Patient setup will depend on the technique used. Most surveyed Dutch centres used clinical palpation both to define the CTV and for verification during treatment [96]. Given the variation in scrotal anatomy due to fluctuation in temperature or patient anxiety, clinical localisation may in fact be superior to imaging-based localisation, although CT planning and CBCT verification have been used in some centres and potentially offer better documentation of dosimetry and selection of electron energy [96].
Considerations for the Use of Nodal Irradiation
For patients with stage I PTL, radiation is generally confined to the scrotum, and there is no clear role for adjuvant irradiation to apparently uninvolved para-aortic-pelvic nodes. In studies in which scrotal RT only was used for stage I disease, the reported incidence of isolated nodal relapse is low [99].
It is not possible to draw firm conclusions regarding the role of RT to involved regional lymph nodes in patients treated with R-CHOP for stage II disease, because of small numbers of patients reported in the literature with stage II disease treated with or without nodal radiation. Even in the IELSG retrospective study with over 300 cases, it was not possible to make meaningful observations on the role of nodal irradiation in stage II disease [12]. In the IELSG-10 study, of 13 stage II patients, nine received nodal RT, and the single relapse occurred in one of these patients, within the radiotherapy field [59]. The four patients not treated with RT were all in remission at the time of reporting.

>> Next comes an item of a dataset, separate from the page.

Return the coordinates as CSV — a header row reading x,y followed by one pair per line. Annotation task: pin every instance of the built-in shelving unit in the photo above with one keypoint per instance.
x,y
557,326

The broader literature on the role of adjuvant radiotherapy for DLBCL suggests a benefit for patients with localised and/or bulky disease even in the era of R-CHOP [100–103]. It is uncertain whether the principles of consolidative nodal radiotherapy derived from more common presentations of DLBCL can be translated to the setting of testicular lymphoma, as the pattern of recurrence in PTL is unusual and is dominated by widespread extra-nodal relapse. Despite these caveats, for patients with stage II disease who present with involvement of the pelvic and para-aortic lymph nodes, it is common for adjuvant RT to be delivered to initially involved nodes following chemotherapy, and this may be considered a reasonable standard of care [59]. For patients who present with stage III to IV, the benefit of regional nodal irradiation is even less certain, and radiotherapy would not be used routinely. A possible exception would be cases where there is a dominant sight of nodal disease that is bulky (>7 or 10 cm) or responds slowly or incompletely to initial chemotherapy, particularly in the elderly patient who is unsuitable for aggressive salvage therapy.